A two-tiered return structure (part of the capital stack) gives investors more choices when placing equity into multifamily syndication opportunities. Investors can invest in either Class A and/or Class B tiers. This allows investors to match investment goals.
For limited partners, this is becoming a common trend. Limited partners want to receive returns on a promissory note style with the Class A tier. While some investors enjoy the returns structured in Class B tiers. Investors can also participate in both tiers as well.
- Class A: Class A investors sit behind the debt in the capital stack (order of the total
capital invested in a project).
- This tier is limited to a certain percentage of the total equity.
- Class A investors have virtually no upside upon disposition or another capital event.
- This tier is for investors who prefer stronger cashflow and minimal risk.

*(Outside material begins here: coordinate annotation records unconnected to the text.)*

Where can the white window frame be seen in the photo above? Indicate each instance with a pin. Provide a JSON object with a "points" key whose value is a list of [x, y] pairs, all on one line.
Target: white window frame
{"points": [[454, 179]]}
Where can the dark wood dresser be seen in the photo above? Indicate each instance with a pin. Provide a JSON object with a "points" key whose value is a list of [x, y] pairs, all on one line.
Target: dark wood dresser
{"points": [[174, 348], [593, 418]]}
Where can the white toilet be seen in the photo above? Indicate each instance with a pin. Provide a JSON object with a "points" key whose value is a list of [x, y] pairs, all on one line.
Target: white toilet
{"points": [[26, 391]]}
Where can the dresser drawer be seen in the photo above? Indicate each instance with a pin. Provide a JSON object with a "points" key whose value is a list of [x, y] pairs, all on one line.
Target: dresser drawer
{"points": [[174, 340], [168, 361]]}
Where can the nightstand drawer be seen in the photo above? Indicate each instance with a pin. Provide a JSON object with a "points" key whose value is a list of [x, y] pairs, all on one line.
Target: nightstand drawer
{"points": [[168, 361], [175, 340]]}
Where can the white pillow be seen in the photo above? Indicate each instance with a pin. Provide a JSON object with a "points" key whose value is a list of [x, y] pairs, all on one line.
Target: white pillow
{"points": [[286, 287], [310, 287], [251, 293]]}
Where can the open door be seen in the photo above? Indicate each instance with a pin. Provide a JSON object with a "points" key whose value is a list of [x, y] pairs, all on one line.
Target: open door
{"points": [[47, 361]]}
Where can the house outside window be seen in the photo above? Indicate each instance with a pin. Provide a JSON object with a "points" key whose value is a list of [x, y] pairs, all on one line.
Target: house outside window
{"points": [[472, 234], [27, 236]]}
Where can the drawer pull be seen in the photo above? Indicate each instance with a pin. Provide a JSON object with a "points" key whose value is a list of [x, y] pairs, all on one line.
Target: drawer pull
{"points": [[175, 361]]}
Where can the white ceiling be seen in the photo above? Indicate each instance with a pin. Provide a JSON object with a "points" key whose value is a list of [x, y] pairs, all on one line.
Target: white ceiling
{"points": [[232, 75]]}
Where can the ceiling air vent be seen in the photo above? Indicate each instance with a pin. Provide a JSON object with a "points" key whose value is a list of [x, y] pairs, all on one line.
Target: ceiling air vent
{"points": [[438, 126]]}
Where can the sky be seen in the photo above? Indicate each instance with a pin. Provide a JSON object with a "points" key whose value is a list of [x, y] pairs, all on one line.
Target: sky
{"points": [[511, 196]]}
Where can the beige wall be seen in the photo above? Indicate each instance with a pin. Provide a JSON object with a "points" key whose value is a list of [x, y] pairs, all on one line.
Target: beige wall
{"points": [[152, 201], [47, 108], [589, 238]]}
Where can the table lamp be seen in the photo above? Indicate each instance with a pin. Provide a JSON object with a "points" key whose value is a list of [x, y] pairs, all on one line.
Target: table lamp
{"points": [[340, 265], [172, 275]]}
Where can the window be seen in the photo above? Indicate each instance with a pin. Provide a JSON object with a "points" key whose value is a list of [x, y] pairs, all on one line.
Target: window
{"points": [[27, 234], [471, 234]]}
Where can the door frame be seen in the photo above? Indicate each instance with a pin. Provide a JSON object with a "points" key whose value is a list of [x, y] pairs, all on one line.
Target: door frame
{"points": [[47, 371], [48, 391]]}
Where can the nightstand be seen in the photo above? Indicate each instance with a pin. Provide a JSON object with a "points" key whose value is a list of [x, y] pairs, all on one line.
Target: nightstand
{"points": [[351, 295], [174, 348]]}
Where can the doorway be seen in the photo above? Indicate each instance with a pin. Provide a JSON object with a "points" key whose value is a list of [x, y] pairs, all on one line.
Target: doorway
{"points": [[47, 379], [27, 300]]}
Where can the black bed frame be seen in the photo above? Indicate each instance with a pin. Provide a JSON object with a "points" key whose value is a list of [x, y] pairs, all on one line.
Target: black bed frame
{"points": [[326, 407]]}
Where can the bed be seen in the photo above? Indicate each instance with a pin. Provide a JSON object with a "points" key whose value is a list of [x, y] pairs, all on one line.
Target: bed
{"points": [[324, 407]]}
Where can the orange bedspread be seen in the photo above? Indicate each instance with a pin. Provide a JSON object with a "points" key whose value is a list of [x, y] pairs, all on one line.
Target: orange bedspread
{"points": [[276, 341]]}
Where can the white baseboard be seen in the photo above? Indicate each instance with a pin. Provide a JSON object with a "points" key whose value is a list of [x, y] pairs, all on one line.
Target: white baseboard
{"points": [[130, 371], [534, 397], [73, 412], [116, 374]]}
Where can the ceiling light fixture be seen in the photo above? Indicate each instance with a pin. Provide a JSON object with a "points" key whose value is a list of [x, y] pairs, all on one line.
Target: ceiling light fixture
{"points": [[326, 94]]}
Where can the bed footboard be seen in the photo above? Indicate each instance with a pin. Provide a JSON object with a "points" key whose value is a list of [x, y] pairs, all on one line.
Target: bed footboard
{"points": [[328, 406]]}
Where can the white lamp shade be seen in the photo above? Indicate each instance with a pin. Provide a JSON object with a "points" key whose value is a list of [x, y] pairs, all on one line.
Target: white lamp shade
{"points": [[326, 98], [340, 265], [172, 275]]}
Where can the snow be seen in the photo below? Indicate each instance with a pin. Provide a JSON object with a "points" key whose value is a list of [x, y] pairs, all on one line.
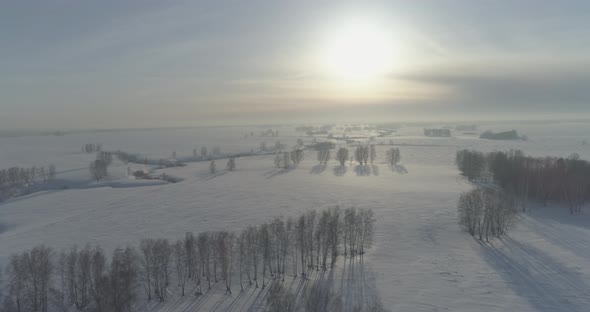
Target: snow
{"points": [[421, 260]]}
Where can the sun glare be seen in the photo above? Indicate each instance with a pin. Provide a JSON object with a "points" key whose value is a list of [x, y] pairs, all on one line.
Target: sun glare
{"points": [[358, 51]]}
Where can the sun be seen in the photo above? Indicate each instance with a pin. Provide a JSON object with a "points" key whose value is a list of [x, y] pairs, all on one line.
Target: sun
{"points": [[358, 50]]}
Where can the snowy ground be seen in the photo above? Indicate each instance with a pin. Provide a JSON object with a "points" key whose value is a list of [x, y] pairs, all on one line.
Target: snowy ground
{"points": [[421, 260]]}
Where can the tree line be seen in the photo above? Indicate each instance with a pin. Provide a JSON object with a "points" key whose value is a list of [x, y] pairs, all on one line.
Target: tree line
{"points": [[91, 148], [557, 179], [84, 278], [486, 211], [99, 167]]}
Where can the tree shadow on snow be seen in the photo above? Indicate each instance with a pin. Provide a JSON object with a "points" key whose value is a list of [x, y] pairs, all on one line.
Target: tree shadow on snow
{"points": [[401, 169], [340, 170], [560, 216], [277, 172], [563, 232], [318, 169], [213, 175], [547, 284], [375, 169]]}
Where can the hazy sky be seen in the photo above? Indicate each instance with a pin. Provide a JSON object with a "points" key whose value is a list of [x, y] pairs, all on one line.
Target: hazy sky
{"points": [[123, 63]]}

- Class B: Class B investors sit behind Class A investors in the capital stack.
- Class B may include a preferred return which accrue over the life of the deal.
- Cashflow from operations remaining after paying out Class A will be distributed to Class B investors.
- This tier is for investors who want to maximize their returns over the life of the investment.
- Class B investors participate in the upside upon disposition or capital events.
- Class A require higher minimum investments starting at $100,000.
- Class B minimum investments start at $50,000.
- Investors can break up their $100,000 investment
into both Class A and Class B tiers.
- Example: $25,000 into Class A and $75,000 into Class B or vice versa so long as the total investment in the deal is $100,000.